4949 Oakton St., Skokie
What I ate: Kabuli (Qabili) Palau, Tomato-Lentil Soup
Eating, exploring and writing are three of my primary passions in life, so even if evidence showed that my Chicago Dining World Tour articles inspired absolutely no one else to try the restaurants spotlighted or any others of diverse ethnicities, I would still enjoy what I'm doing.
But as another of my foremost passions is sharing my passions with others, the fact that a friend was tremendously pleased by being introduced to Kabul House--a Skokie restaurant featuring the flavors of Afghanistan--is especially gratifying. Particularly as he was there dining with me, and didn't even need to wait for this piece to be posted.
This past Sunday, after seeing the Harold Pinter play, The Birthday Party at Steppenwolf--review here--my friend Bob and I were thinking about where we might grab some dinner. My wont lately is to explore the cuisines of different cultures (and then write about the experience), but nothing particularly exotic and convenient to the North & Halsted corridor was readily coming to mind.
We passed on any appetizers but both got complimentary soup in advance of our entrees, as well as some delicious homemade pita bread.
The Tomato-Lentil soup was enjoyable, if a bit too subtly flavored for my tastes.
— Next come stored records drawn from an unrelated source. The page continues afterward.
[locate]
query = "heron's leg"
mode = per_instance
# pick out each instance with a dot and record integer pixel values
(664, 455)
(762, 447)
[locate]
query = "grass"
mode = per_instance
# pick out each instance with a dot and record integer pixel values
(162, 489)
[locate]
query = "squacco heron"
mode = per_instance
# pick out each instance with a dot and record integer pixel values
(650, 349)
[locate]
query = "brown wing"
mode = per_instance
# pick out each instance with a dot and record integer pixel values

For my entree, I got Kabuli (alternately spelled Qabili) Palau, which the menu describes as the "national dish of Afghanistan which is named after the city of Kabul. Tender pieces of boneless braised lamb shank that is served underneath Afghan rice which is then topped by carmelized carrot strips & raisins."
Though nothing was lacking in its flavor as served, I was intrigued by a shaker of a purplish spice I couldn't even guess at.
The waiter informed me it was sumac, which he described as fresh ground pomegranate.
Sounded good, so I sprinkled some on my dish, and though the sweetness it added was faint, it certainly didn't hurt.
I also later added just a bit of a spicy green sauce the waiter offered us. It had a good and powerful flavor, but I was hesitant to add very much.
As for Bob, he ordered Murgh Chalau, "sauteed chicken cooked in onion, garlic & tomato base, served with a plate of white rice."
Two bites in, he was declaring it "really fantastic," and later rounded out his rave by saying that it was "very rich and very tasty" and that he would definitely return to Kabul House in the not so distant future.
While the lamb and chicken went over quite well for me and Bob, I should also note that the restaurant is a longtime favorite of my sister Allison, who is a vegetarian.
Typically indulging in the Vegetarian Platter, consisting of sauteed spinach, eggplant, cauliflower, pumpkin and rice, Allison likes Kabul House to the point of dubbing it the Gobble House--bad puns run in the family--because "everything is so delicious I gobble it all up."
So if you're ever in Skokie, you might well want to try Gobble--err, Kabul--House. And chances are good that Bob, Allison and/or I would be happy to join you.
Heck, Bob might have gone back already and it's only Tuesday.